Find the minimal polynomial of $(x-1)^2(x-2)^3(x-3)$? Given ch. polynomial is $(x-1)^2(x-2)^3(x-3)$ and for the eigenvalue $1$, we have one eigenvector, for eigenvalue $2$ we have $2$ eigenvector and for $3$ we have $1$ eigenvector. Now determine the minimal polynomial?
I know that minimal polynomial divides the ch. polynomial, so I list the probable candidates as $$(x-1)(x-2)(x-3)$$ $$(x-1)(x-2)^2(x-3)$$ $$(x-1)^2(x-2)^2(x-3)$$ and $$(x-1)^2(x-2)(x-3).$$ But how to determine which one of these serves the purpose?
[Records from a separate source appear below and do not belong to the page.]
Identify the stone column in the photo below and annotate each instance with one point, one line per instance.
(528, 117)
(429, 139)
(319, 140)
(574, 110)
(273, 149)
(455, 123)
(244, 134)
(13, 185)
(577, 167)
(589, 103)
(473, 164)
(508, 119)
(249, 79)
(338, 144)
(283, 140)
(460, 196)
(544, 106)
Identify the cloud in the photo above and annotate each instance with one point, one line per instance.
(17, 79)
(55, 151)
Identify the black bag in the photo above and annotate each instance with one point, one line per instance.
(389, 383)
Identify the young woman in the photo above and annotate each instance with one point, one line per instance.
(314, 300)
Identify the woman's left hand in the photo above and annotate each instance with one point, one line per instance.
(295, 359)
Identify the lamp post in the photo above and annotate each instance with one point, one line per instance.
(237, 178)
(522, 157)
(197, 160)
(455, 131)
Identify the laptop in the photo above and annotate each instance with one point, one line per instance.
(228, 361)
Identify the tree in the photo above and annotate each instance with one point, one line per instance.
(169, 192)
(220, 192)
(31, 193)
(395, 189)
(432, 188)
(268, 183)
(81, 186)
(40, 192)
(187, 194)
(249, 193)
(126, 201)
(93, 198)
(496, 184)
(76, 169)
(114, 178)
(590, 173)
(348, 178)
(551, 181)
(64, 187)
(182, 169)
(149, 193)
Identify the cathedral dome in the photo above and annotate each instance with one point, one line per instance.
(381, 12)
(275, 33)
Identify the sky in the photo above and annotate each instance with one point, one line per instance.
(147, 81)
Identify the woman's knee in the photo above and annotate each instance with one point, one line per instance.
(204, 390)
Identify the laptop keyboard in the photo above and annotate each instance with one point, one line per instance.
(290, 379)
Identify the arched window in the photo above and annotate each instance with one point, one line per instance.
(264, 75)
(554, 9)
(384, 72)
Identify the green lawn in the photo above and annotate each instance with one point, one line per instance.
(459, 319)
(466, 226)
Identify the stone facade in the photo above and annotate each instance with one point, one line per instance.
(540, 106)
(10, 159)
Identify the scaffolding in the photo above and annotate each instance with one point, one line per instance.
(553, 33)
There is no additional information given. Help me out
 A: In fact there exist operators having your prescribed characteristic polynomial for each of the possible minimal polynomials provided:
Indeed, 


*

*for $(x−1)(x−2)(x−3)$ we have the diagonal matrix diag$(1,1,2,2,2,3)$

*for $(x−1)^2(x−2)^2(x−3)$; 
$$\left(\begin{smallmatrix}1 & 1& 0& 0&0 &0\\  0& 1& 0& 0&0 &0 \\ 0& 0& 2& 1 & 0 & 0 \\0 & 0 & 0& 2 & 0 & 0 \\ 0 & 0 & 0 & 0& 2 & 0 \\ 0 & 0 & 0 & 0 &0 &3 \end{smallmatrix}\right)$$
which is unique up to permutation of the Jordan blocks.

*for $(x−1)(x−2)^2(x−3)$; 
$$\left(\begin{smallmatrix}1 & 0& 0& 0&0 &0\\  0& 1& 0& 0&0 &0 \\ 0& 0& 2& 1 & 0 & 0 \\0 & 0 & 0& 2 & 0 & 0 \\ 0 & 0 & 0 & 0& 2 & 0 \\ 0 & 0 & 0 & 0 &0 &3 \end{smallmatrix}\right)$$
again unique up to permutation of the Jordan blocks.
and finally


*

*for $(x−1)^2(x−2)^3(x−3)$; 
$$\left(\begin{smallmatrix}1 & 1& 0& 0&0 &0\\  0& 1& 0& 0&0 &0 \\ 0& 0& 2& 1 & 0 & 0 \\0 & 0 & 0& 2 & 1 & 0 \\ 0 & 0 & 0 & 0& 2 & 0 \\ 0 & 0 & 0 & 0 &0 &3 \end{smallmatrix}\right)$$
up to permutation of the Jordan blocks.


Additionally, the combinatorial theory behind these ideas is very interesting. What you have specified in your problem (which is merely a characteristic polynomial) is 


*

*the dimension of the vector space (a.k.a. the size of the matrix in question); this is the degree of the characteristic polynomial.

*the algebraic multiplicity of each of the eigenvalues occurring in its upper triangular form (i.e. exactly which values will appear on the diagonal of the Jordan form)

*The different possible minimal polynomials hold the geometric multiplicity of each of the eigenvalues which specify the size of the maximum Jordan block for each of the eigenvalues in question.